David E. Sanger & Eric Schmitt's Hot Topic: How U.S. Might Disengage in Iraq deals predominately with "what's the plan?" re: Iraq.
Will we pull out? Will doing so cause a civil war? Did the Bully Boy tangle with Brent Scowcroft who feels we're already seeing a civil war?
A senior administration official said in an interview this weekend that Mr. Bush still intended to stick to his plan, refining his strategy of training Iraqis to take over security duties from Americans, but not wavering from his promise to stay until the job is done. "We are not in the business of trying to float timetables," the official insisted. "The only metric we have is when we can turn more and more over to local forces."
What plan? Does anyone, outside of the Bully Boy's immediate circle see anything resembling a plan?
But all over Washington, there is talk about new ways to define when the mission is accomplished - not to cut and run, but not to linger, either. Several administration officials acknowledge that Mr. Bush will face crucial decisions soon after Jan. 30, when it should become clearer whether the election has resulted in more stability or more insurgency.
And all over the country there are other conversations going on. That's not a slap at Sanger & Schmitt. There article is labeled "Washington Memo."
But you can quote beltway insiders on the "the Philippine option" (maybe if we're really lucky, after the election Iraq will ask to leave!) or Rumsfeld's public statement on a radio station that he doesn't want more American troops sent over "because then we'd look more and more like an occupying force." (Then?) Or quote Tommy Franks (from an appearence on Today last month) speculating that we will continue to be in Iraq "for, perhaps, 3, 5, perhaps 10 years." But the reality is that there is no plan.
Excuse me, there is no reality based plan. From the start, the guiding force has been false hopes resulting from the lack of dissenting voice engaging the Bully Boy and from the lack of any ability on his part to deal with reality. (His response to Scowcroft's concerns over a civil war -- "I think elections will be such an incredibly hopeful experience for the Iraqi people." -- is a non-response unless the person making the statement is holding a pair of pom-poms. Truly, this is
the head cheerleader of a team facing defeat promising that this Friday night or next Friday night, or a Friday night real soon, we're going to score that winning touchdown. This non-response, this 'sloganeering,' reveals the level of engagement -- or lack of -- with reality.)

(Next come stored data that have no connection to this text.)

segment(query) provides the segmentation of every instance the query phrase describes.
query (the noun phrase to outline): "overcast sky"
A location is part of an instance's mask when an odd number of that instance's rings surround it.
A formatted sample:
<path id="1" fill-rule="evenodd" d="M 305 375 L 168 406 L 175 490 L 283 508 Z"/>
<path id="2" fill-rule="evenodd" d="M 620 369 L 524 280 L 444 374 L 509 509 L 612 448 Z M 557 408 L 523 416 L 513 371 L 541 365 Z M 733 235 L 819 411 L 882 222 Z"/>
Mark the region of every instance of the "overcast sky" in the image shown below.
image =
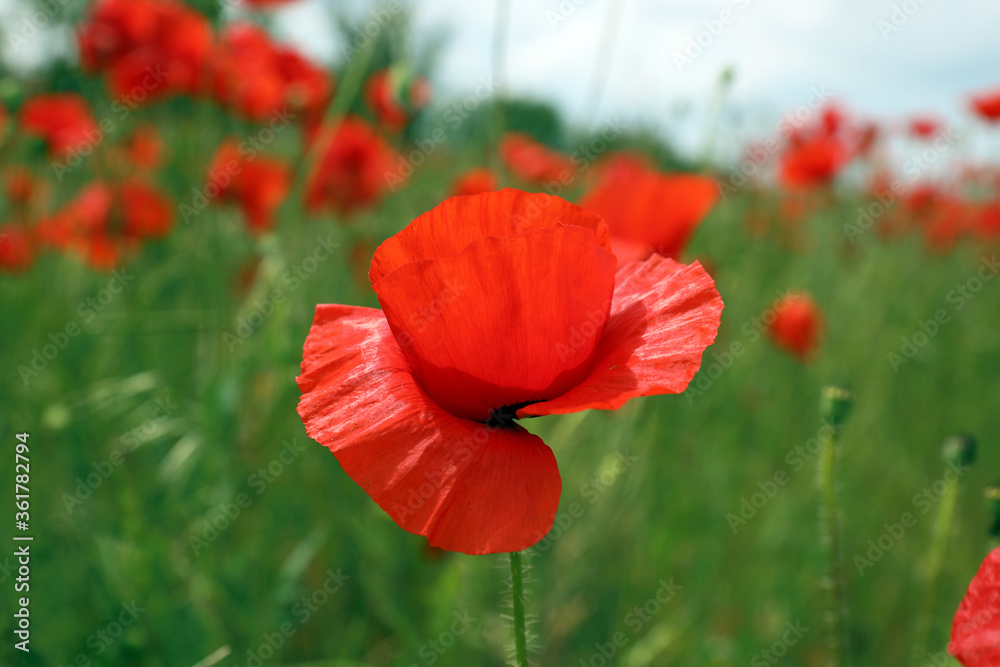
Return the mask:
<path id="1" fill-rule="evenodd" d="M 642 119 L 688 149 L 700 144 L 702 111 L 726 67 L 736 75 L 728 120 L 761 134 L 814 90 L 878 120 L 929 114 L 966 125 L 969 93 L 1000 87 L 1000 3 L 989 0 L 508 0 L 510 91 L 579 119 L 609 7 L 623 1 L 597 122 Z M 335 58 L 323 2 L 303 0 L 281 27 L 314 55 Z M 359 17 L 372 6 L 348 4 Z M 410 4 L 422 33 L 448 31 L 441 96 L 491 72 L 494 2 Z"/>
<path id="2" fill-rule="evenodd" d="M 0 7 L 14 0 L 0 0 Z M 735 82 L 727 127 L 767 134 L 780 115 L 829 91 L 880 120 L 931 114 L 967 124 L 970 92 L 1000 86 L 1000 3 L 990 0 L 507 0 L 512 94 L 556 103 L 580 119 L 602 27 L 624 2 L 597 124 L 619 116 L 655 125 L 688 149 L 720 72 Z M 300 0 L 279 12 L 282 36 L 335 61 L 324 3 L 370 16 L 369 0 Z M 417 34 L 445 30 L 438 99 L 492 71 L 493 0 L 409 0 Z M 707 24 L 706 24 L 707 22 Z M 712 28 L 716 34 L 712 34 Z M 700 41 L 700 53 L 692 42 Z M 688 54 L 690 61 L 681 61 Z M 680 117 L 679 109 L 688 108 Z"/>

And I'm not sure that an article devoted to Republican conventional wisdom on the war from inside the beltway really makes much difference to the reader or the nation. There are voices in the Congress with other views. They are in the area that "Washington Memo" covers. Entitling a piece "Hot Topic: How U.S. Might Disengage in Iraq" (Sanger & Schmitt do not write the headlines for the paper) when the voices and concerns cited are so severely limited (calling it "one sided" would actually make it seem more inclusive than it is, call it "one sliver of one side")
does little to address the situation or to engage in the public in any sort of serious dialogue.
Murdoch Will Buy Rest of Fox Shares in $7 Billion Deal is a front page story by Andrew Ross Sorkin and Geraldine Fabrikant. This is a business story from business journalists and usually that results in some of the strongest pieces in the paper. This isn't one of them. In the first paragraph we're told that Murdoch intends to attempt to "buy out the shareholders of his Fox properties for about $7 billion." That's the extent of what we're told.
Rumblings about the ever increasing debt being racked up by Murdoch isn't in this article. There's no attempt to note the various banks already lending to him. There's no attempt to do anything other than note the statement quoted and then go on with what is basically a p.r. release for Fox.
A business article should inform the reader of the status of the company which includes projections for future quarters, liabilities (such as loans) that the company has, etc.
Instead we get this piece that I'm sure pleases Murdoch & Fox (though I'm not suggesting that was the intent of the article) but doesn't inform any reader (or current or potential stock holder) of the status/health of the company. This is a "brief," not an article. There's not enough here to flesh it out as an article.
Eric Lipton's More Help Arrives in Indonesian City: $3.30-a-Day Jobs covers relief efforts in Indonesia.
And Pam Belluck's To Try to Net Killer, Police Ask a Small Town's Men for DNA which I'll shorthand as (rightly or wrongly) "No leads to a three year old murder? Get out the swabs and round up the town's people!" (Or the males of the town.) (No, I'm not impressed with the 'strategy.' Yes, I do think Belluck's written a story worthy of the front page.)